Conversation bounces back and forth across the table. Everyone here is younger than thirty, full of energy and crudity. Even Jasper smiles once or twice, though his chill is more complete than Vlad’s, directed at everyone, not just at me.
Adrik passes out frosty bottles of Baltika from the fridge, popping their caps on the scarred edge of the table.
“Does the lady need a Cosmo?” Andrei smirks at me.
“Is that what you use to get Hakim in bed?” I say, sweetly sipping my beer.
“He might be getting desperate enough,” Hakim snorts. “You’re on a dry spell, aren’t you Andrei?”
“I’d get laid every night if I was willing to take home the dogs you fuck,” Andrei retorts.
“Can we talk business?” Chief pleads of Adrik. “Before I have to hear another recital of Hakim’s conquests and the lies he has to tell to get them in bed.”

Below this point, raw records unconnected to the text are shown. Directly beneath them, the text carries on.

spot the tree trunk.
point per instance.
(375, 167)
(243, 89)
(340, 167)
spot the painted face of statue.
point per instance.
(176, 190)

“What lies?” Hakim protests.
“Did you or did you not tell some poor college student that you were Zayn Malik’s cousin?”
Hakim shrugs. “I could be. I’ve got a lot of cousins.”
“We can talk,” Adrik says, silencing them all. “Who wants to tell me what you did while I was gone?”
“I will,” Jasper says, composed and ready. “We sold off that load of ARs to the Slavs. They offered us ten keys coming in fresh from Bolivia. But they’re asking fifty per, and I think we can get a better deal from Baldoski. We’ll have to get a sample first and test it—there’s rumors that he’s cutting below forty percent.”
Adrik nods, mentally tallying each point. I have no doubt he could repeat it all back verbatim if he wanted to. I know I could.
“And the books?”
“Up to date,” Chief replies. “We took in twenty-eight K on the ARs, but I had to pay out twelve to theMusor.”